On measurements, goals, and how systems are shaped by the metrics you chase

Noah here. If you’ve spent any time in the corporate world you’ve surely encountered Goodhart’s Law. Named after British economist Charles Goodhart, it is typically described as "When a measure becomes a target, it ceases to be a good measure." In other words, as soon as you turn a metric into a goal, its usefulness decreases. This is not an argument against measurement, but a warning about how the act of measuring can change perceptions, incentives, and, most importantly, actions.

The most common version of Goodhart’s is best told through a story of a possibly fictional Soviet-era nail factory:

Once upon a time, there was a factory in the Soviet Union that made nails. Unfortunately, Moscow set quotas on their nail production, and they began working to meet the quotas as described, rather than doing anything useful. When they set quotas by quantity, they churned out hundreds of thousands of tiny, useless nails. When Moscow realized this was not useful and set a quota by weight instead, they started building big, heavy railroad spike-type nails that weighed a pound each.

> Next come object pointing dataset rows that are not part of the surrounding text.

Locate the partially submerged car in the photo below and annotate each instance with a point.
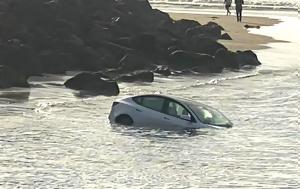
(161, 111)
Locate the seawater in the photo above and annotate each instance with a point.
(52, 137)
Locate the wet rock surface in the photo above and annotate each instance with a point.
(44, 36)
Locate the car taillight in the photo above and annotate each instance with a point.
(115, 103)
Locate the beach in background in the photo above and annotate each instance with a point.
(51, 138)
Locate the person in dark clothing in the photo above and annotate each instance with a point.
(227, 6)
(239, 8)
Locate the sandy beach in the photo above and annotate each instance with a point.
(242, 39)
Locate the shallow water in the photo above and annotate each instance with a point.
(249, 4)
(50, 138)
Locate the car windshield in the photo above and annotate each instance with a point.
(209, 115)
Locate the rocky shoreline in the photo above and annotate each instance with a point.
(110, 40)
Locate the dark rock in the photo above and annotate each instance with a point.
(180, 26)
(163, 70)
(56, 62)
(117, 50)
(209, 30)
(200, 44)
(20, 57)
(182, 60)
(247, 58)
(226, 36)
(9, 77)
(145, 42)
(132, 62)
(142, 76)
(251, 26)
(93, 82)
(213, 24)
(227, 59)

David Manheim, who has written a bunch on Goodhart’s Law called this kind of fudging the numbers “munchkin-ing”. “You have to put a lot of things in place to make sure that you can trust the numbers that come out of a system where you're paying people or motivating them,” he explained on an episode of the podcast Rationally Speaking from last year. “Or in the Soviet case, threatening to throw them in the Gulag if they don't manage to do what you want them to. It's really hard to get them not to play games then.” 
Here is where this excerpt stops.